KW: Thank you. The experience was both gratifying and frustrating. We had an unusually large number of high quality potential acquirers and had to spend a great deal of time with each of them to narrow the field to a more manageable number. The ideal partner was someone who respected what we have accomplished and the principles upon which our business was built. That ideal partner's concept of the future would be centered on both employees and customers. We had excellent professional guidance from our investment banker, and we ultimately chose Warburg Pincus as the company that best met the needs and expectations of our customers, employees and investors. In some respects the process was longer than usual because we spent a great deal of time in preparation and partner evaluation, with the resulting depth of the process making it fairly exhausting for much of senior management. In the end I am satisfied that we were thorough and am glad that it is behind us so that management can focus on continuing to build a great company.
BK: What's next for you now?
KW: During the past year, I have literally had two jobs: the job of running the Company, and the job of participating in the Company's M&A process. Because we were having a record year with nearly 40% growth, on top of a record year of more than 30% growth, the first job was job enough. Working through this process left little time to prioritize my personal post-transaction plans and activities. We were about half-way through the process with Warburg Pincus when it became clear that Warburg was looking for a long term CEO commitment. I was unwilling to make a full-time commitment for more than three years, as I generally anticipated my desire to pursue other interests within Warburg's time horizon; and this led Warburg to consider other leadership options. So, fundamentally, my departure was not really planned.

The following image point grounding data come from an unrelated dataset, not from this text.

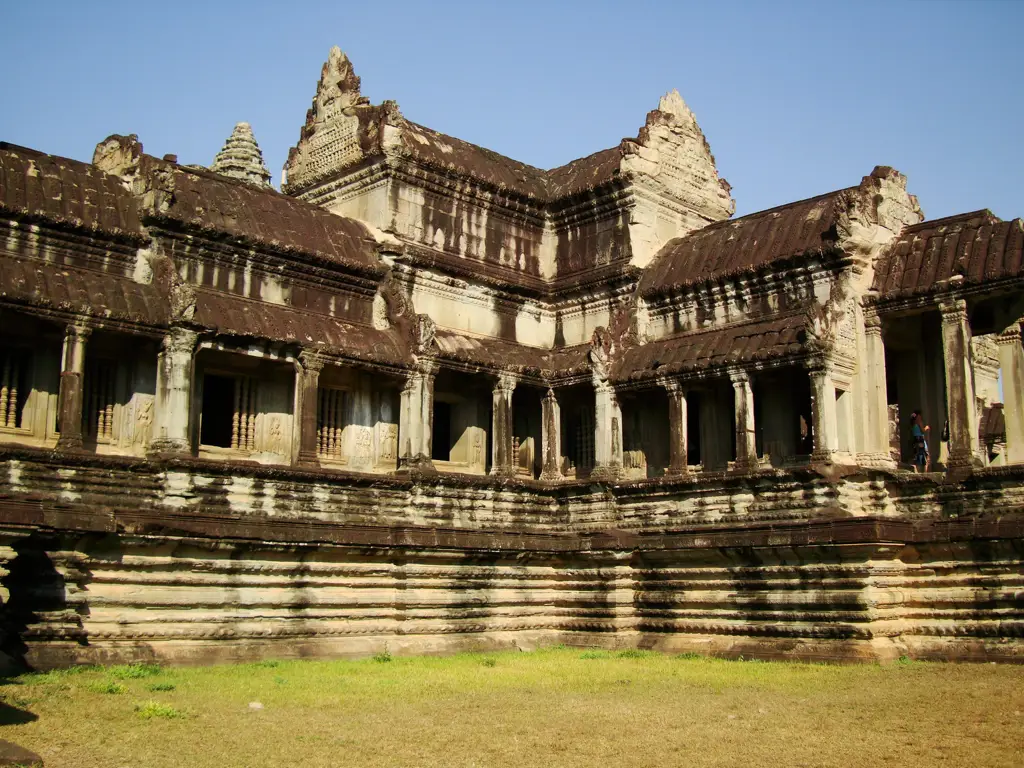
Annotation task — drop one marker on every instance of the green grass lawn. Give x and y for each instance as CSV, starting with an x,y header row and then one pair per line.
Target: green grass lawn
x,y
549,708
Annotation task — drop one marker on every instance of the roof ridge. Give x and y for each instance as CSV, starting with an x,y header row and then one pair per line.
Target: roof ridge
x,y
954,218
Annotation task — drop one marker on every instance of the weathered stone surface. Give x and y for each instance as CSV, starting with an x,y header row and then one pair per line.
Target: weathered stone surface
x,y
12,755
440,399
241,158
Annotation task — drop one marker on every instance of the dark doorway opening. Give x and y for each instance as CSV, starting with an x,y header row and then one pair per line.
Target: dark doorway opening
x,y
440,437
218,411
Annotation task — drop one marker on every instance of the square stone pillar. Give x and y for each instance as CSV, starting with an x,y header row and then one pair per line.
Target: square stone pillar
x,y
307,385
502,431
963,414
678,429
824,424
747,449
173,401
1012,368
551,437
417,421
877,402
607,432
70,398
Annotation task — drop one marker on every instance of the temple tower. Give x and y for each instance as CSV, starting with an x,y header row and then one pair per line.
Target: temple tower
x,y
241,158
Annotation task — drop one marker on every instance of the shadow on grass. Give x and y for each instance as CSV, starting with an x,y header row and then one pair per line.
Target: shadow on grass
x,y
13,716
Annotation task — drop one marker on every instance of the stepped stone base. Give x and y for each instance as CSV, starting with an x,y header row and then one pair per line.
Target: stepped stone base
x,y
192,562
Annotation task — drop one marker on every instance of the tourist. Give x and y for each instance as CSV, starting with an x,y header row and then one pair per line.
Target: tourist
x,y
919,437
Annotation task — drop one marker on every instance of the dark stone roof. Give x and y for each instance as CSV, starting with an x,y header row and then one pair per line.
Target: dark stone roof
x,y
82,292
584,174
216,205
977,246
449,154
66,194
743,245
508,355
237,316
748,342
446,153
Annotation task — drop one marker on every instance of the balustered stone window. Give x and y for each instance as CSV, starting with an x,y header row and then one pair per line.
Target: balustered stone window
x,y
244,408
229,412
14,386
331,406
30,379
99,401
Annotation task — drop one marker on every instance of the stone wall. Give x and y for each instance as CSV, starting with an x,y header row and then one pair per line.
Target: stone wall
x,y
185,560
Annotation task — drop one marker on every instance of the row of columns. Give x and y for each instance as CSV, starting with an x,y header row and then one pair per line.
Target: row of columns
x,y
174,381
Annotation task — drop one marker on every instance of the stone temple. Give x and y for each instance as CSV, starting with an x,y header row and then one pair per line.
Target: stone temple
x,y
431,397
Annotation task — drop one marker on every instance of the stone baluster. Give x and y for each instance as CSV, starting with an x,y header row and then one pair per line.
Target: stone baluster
x,y
174,386
825,426
1012,368
551,437
747,450
963,414
607,432
877,427
503,459
416,420
678,429
72,374
307,385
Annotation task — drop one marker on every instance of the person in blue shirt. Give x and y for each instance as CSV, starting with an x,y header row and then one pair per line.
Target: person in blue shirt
x,y
919,438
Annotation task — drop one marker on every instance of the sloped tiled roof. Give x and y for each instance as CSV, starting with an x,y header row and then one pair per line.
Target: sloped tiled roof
x,y
726,345
236,316
66,193
736,246
977,246
218,205
508,355
82,292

Since the announcement was made, I have received inquires regarding public and private company board membership and professional consulting. I will be thinking about the best options to pursue over the coming weeks.
BK: Jay, It looks like December was a very heavy month for M&A activity overall--what have you seen, and why do you think there's been so much M&A in the last month or so?
JB: December is often a heavy month for business activity, depending of course on related economic and sector dynamics. Our firm experienced another record year closing 12 transactions, but to your point, it was back-end loaded: 5 of our deals closed in Q4 and 4 of those were in December, with an additional 2 deals that were ready to close but rolled into January for tax or other purposes. One reason for year-end activity is of course the natural tendency to seek completion of prior projects, enabling one to focus on the future as the calendar shift emphasizes the arrival of that future. But certain business climate factors had, and will continue to have, a more important impact: M&A has been particularly strong because the capital markets are healthy and the economy is relatively stable (and stability in this context means both a low likelihood of big downside and a backdrop of only modest growth). Together these factors imply that stock currencies are well valued, cost of capital is low and inorganic growth opportunities such as acquisitions are in greater demand. The latter is particularly true in several Technology sectors as the space matures overall, customers increasingly seek to deal with fewer vendors and the resulting consolidation wave continues. The integration of enterprise technologies has always been a meaningful M&A risk, but such integration is beginning to become easier too as we slowly start to see real adoption of standards. We see continuation of a robust M&A market as long as this foundation remains in place - which bodes well for the near term: we believe it is in fact still an opportune time to explore M&A and later round growth financing.